Wednesday, February 5th

Today's passage from the Bible In a Year Reading Plan is Ezekiel 23-24, Matthew 28, Psalm 28
Today's scripture focus is Ezekiel 38-39

I'm typing this on my iPad and I'm having trouble copying and pasting the passage, sorry!

Some thoughts from Rayburn....

Biblical prophecy is not a secret code. It is much more a picture, painted in broad strokes, with little specific detail but lots of imagery that presents the future to us in its wholeness and, still more, its spiritual significance. It presents the future in terms of the great interests of human life and of the progress and eventual triumph of the kingdom of God. Along the way we are introduced to the Messianic King and his conflict and eventual victory over the forces of darkness arrayed against him. There is some detail, enough to prove that the Lord knows the future exhaustively, but it is clear that the real interest of biblical predictions of the future is not to give us ahead of time a blow by blow description of how things are going to turn out....

The hearers of Ezekiel’s prophecy, exiled in Babylon and facing a bleak future, are given a philosophy of history to sustain them. They have been told already that they will return in due time to the Promised Land, but there is more. God has plans for his people, great plans. But so long as they are in this world there will be those who oppose them, great and powerful forces ranged against them. But, in the end, they have nothing to fear. The Lord will vindicate his name!

This is a philosophy of history that you and I need constantly to take to heart and impress upon our minds and the minds of our children. It is designed to make us a peaceful, calm, confident, and cheerful people even in the face of fierce opposition. We never need to behave as if our enemies might actually prevail over us in any ultimate sense. Too many Christians do not seem to have this sedate confidence and so they rail against their enemies and fret over the situation in the world as if they were not sure they were on the winning side. The result of this is that they become embittered by the unbelief around them and their own minority status in the culture. I saw that one of the anti-gay so-called Christian groups is planning a protest at Heath Ledger’s funeral because of his role in a gay-friendly movie that came out several years ago. There is a great deal of difference between the way a Christian who is entirely confident of the eventual vindication of the name and truth of the living God responds to the culture’s unbelief and the way people do who are insecure and afraid.
Ezekiel 38-39 don’t tell us what we are to do as believers in and servants of the Lord, but they very clearly tell us with what attitude we ought to live. These texts are announcements of ultimate victory and have for their purpose very much the same thing as does the Book of Revelation. When you know you’re going to win the war – or, better, when you know the Lord is going to win it for you – you fight it with more confidence and aplomb, with less fear, and with a greater determination to make some valuable contribution to the cause!

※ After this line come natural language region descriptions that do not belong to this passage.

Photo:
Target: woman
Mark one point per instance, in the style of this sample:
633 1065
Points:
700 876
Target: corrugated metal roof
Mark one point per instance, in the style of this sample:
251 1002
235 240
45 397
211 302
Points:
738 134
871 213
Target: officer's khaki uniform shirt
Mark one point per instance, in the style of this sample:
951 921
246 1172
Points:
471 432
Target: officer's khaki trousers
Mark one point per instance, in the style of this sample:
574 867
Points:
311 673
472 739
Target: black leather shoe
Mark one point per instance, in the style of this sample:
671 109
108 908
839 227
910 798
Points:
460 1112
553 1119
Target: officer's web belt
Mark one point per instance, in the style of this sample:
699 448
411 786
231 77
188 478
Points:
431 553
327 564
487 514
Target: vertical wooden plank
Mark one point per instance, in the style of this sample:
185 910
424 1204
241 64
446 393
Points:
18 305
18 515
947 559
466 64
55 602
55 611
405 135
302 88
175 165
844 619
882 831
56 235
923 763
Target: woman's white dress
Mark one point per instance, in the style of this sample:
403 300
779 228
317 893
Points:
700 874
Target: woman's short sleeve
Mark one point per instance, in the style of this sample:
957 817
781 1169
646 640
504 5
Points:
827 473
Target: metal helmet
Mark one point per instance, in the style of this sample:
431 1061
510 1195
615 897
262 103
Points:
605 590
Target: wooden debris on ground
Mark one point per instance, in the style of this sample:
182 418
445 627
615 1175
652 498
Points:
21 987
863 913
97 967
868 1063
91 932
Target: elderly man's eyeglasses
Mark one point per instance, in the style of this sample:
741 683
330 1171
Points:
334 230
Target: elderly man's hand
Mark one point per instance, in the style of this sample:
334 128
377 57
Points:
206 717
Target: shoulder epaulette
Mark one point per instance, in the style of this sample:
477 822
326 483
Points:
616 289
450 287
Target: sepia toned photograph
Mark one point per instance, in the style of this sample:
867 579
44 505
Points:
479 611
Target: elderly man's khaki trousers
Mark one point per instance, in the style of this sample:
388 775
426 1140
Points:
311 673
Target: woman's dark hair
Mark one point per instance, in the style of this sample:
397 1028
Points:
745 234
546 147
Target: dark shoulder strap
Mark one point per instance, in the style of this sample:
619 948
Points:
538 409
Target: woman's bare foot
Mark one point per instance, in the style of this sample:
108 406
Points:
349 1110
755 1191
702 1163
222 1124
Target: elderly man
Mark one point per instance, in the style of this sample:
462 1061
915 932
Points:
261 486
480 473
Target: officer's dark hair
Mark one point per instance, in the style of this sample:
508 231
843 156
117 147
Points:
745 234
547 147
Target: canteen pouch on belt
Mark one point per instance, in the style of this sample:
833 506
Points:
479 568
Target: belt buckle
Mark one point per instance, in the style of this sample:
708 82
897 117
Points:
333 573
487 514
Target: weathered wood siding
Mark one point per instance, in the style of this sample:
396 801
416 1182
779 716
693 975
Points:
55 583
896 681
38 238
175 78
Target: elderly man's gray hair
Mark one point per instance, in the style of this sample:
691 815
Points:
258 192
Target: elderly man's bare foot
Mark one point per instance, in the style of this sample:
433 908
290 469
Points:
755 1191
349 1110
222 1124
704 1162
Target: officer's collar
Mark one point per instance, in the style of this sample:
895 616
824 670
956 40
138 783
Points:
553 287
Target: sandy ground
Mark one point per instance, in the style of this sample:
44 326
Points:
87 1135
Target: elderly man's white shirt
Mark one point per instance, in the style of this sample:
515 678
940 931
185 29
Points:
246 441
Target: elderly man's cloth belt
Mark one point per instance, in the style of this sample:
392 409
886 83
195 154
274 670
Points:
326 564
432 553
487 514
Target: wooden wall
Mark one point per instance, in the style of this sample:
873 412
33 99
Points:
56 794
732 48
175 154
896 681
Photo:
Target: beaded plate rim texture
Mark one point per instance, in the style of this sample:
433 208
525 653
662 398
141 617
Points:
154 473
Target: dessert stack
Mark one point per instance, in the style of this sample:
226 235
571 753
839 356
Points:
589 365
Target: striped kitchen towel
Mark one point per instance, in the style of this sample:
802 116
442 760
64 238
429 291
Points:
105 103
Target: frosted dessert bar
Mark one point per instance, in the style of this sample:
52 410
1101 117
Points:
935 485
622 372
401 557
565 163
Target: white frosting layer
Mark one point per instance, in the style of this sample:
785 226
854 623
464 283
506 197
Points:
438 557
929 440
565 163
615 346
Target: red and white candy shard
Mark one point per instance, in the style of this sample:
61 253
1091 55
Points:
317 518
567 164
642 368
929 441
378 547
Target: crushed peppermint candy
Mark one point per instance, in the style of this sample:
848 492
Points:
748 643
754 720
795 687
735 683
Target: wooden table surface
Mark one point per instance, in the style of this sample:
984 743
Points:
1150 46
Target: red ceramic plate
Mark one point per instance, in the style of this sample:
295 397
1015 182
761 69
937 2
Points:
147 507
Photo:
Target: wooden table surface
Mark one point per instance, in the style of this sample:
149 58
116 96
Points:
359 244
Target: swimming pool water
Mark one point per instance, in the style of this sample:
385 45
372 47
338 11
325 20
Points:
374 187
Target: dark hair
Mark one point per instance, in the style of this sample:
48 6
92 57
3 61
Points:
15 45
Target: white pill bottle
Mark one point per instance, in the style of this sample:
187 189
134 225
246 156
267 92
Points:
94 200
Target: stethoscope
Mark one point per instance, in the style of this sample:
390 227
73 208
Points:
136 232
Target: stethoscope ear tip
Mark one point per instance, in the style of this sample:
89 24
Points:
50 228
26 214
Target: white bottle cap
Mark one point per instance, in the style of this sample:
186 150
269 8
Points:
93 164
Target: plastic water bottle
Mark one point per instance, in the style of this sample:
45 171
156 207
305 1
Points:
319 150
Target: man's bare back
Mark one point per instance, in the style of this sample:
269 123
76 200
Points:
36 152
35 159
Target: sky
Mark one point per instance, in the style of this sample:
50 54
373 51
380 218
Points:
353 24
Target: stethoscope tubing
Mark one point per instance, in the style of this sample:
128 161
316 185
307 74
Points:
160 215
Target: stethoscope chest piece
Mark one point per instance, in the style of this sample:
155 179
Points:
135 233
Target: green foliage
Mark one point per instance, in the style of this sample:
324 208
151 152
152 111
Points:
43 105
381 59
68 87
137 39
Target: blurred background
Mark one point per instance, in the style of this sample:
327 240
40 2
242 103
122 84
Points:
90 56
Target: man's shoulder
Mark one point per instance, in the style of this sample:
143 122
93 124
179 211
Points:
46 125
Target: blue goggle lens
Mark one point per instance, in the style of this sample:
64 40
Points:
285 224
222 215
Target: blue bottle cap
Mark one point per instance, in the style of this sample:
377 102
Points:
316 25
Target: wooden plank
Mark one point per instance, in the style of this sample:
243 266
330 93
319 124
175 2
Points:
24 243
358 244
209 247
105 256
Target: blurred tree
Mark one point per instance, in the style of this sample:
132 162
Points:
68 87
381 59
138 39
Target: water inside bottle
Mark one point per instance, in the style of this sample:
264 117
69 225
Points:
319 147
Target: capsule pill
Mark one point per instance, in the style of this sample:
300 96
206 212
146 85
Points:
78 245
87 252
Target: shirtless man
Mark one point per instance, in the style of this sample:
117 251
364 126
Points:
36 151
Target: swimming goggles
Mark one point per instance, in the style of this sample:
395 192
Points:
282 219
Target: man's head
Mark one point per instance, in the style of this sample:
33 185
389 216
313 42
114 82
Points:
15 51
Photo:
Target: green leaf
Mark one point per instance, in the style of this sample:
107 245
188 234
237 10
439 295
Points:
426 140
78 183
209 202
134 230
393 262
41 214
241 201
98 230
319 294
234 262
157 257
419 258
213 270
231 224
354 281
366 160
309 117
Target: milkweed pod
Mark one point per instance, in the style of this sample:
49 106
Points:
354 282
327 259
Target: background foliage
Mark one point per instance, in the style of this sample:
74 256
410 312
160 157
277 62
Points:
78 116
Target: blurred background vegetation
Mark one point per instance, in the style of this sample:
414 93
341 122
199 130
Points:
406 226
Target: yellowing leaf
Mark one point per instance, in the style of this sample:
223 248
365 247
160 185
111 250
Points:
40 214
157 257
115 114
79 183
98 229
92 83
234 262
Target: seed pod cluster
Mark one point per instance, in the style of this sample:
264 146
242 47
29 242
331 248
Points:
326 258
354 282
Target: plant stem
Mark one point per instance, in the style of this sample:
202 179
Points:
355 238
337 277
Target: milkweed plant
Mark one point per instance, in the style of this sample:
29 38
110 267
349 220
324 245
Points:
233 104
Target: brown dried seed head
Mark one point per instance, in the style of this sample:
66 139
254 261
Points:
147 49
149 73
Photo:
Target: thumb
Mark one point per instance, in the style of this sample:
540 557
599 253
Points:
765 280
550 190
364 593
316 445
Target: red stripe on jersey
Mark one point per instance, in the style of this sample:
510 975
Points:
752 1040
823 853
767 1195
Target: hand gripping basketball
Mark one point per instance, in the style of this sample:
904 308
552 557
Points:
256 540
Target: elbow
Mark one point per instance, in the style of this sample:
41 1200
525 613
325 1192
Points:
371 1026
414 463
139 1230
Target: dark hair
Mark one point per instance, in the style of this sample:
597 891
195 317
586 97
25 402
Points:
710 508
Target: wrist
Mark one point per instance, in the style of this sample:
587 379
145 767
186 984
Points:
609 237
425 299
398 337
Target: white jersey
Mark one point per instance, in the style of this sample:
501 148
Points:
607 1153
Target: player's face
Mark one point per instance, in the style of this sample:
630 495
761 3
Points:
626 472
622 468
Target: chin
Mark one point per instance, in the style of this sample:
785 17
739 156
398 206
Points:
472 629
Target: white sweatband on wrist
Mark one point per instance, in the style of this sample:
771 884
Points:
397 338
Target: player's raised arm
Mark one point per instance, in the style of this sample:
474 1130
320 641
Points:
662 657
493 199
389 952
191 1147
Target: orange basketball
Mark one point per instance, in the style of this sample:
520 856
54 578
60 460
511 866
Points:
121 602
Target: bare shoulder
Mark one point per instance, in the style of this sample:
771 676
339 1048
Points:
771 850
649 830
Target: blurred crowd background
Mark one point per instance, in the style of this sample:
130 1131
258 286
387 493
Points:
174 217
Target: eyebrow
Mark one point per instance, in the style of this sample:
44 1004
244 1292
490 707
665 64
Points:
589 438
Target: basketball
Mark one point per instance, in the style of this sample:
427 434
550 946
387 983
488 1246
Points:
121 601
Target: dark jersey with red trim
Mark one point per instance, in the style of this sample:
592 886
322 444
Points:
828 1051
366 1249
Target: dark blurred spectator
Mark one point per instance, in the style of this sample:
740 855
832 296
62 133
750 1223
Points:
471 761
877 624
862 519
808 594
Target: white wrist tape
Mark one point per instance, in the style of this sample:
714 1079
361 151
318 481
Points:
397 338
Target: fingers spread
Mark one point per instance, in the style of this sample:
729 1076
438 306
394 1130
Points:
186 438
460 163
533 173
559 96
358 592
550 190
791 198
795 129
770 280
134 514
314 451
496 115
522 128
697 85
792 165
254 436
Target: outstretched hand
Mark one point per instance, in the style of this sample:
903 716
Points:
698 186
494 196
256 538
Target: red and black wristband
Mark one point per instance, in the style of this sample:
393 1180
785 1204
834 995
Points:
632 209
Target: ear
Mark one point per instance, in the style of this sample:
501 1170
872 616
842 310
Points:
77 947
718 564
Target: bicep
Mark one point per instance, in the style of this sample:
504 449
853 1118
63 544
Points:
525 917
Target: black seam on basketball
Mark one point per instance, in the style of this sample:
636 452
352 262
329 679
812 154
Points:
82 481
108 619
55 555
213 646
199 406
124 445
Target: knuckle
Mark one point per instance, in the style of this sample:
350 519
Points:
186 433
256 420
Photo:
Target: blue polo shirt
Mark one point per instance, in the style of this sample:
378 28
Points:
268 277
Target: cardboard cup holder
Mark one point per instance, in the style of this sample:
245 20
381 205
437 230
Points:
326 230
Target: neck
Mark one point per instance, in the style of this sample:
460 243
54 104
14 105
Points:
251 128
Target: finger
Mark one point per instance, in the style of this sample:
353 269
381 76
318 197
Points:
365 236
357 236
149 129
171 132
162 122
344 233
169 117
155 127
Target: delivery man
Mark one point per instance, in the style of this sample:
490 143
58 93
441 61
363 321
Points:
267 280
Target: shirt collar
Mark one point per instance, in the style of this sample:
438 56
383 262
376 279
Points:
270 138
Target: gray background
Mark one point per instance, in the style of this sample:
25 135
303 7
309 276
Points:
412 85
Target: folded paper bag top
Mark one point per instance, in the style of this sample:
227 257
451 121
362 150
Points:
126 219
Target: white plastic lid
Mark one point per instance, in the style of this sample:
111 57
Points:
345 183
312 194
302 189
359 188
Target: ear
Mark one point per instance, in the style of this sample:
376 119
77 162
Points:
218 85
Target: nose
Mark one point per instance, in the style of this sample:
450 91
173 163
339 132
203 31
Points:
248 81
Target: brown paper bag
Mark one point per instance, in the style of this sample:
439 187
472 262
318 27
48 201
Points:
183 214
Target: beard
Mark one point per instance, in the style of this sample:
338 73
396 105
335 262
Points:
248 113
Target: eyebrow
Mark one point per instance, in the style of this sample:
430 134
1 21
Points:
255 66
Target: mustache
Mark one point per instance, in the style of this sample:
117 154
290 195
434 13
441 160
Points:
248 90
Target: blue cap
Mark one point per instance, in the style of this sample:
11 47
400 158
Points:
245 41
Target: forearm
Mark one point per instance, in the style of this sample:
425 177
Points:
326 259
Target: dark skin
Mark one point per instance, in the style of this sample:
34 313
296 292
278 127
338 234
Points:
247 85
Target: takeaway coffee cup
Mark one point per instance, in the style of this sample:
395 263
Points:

Tomorrow's scripture focus: Ezekiel 40-42
Tomorrow's Bible In a Year Passage passage: Ezekiel 23-24, Matthew 28, Psalm 28

1 comment:

Miriam said...

Very good excerpt. We had a discussion at our church's women's Bible study a couple of years ago about putting too much importance on what happens to us in this life and not looking towards the eternal life we've been promised. I think even those of us who are confident in ultimate victory make that mistake at times. It's so easy to get wrapped up in the here and now and forget the promise of the hereafter.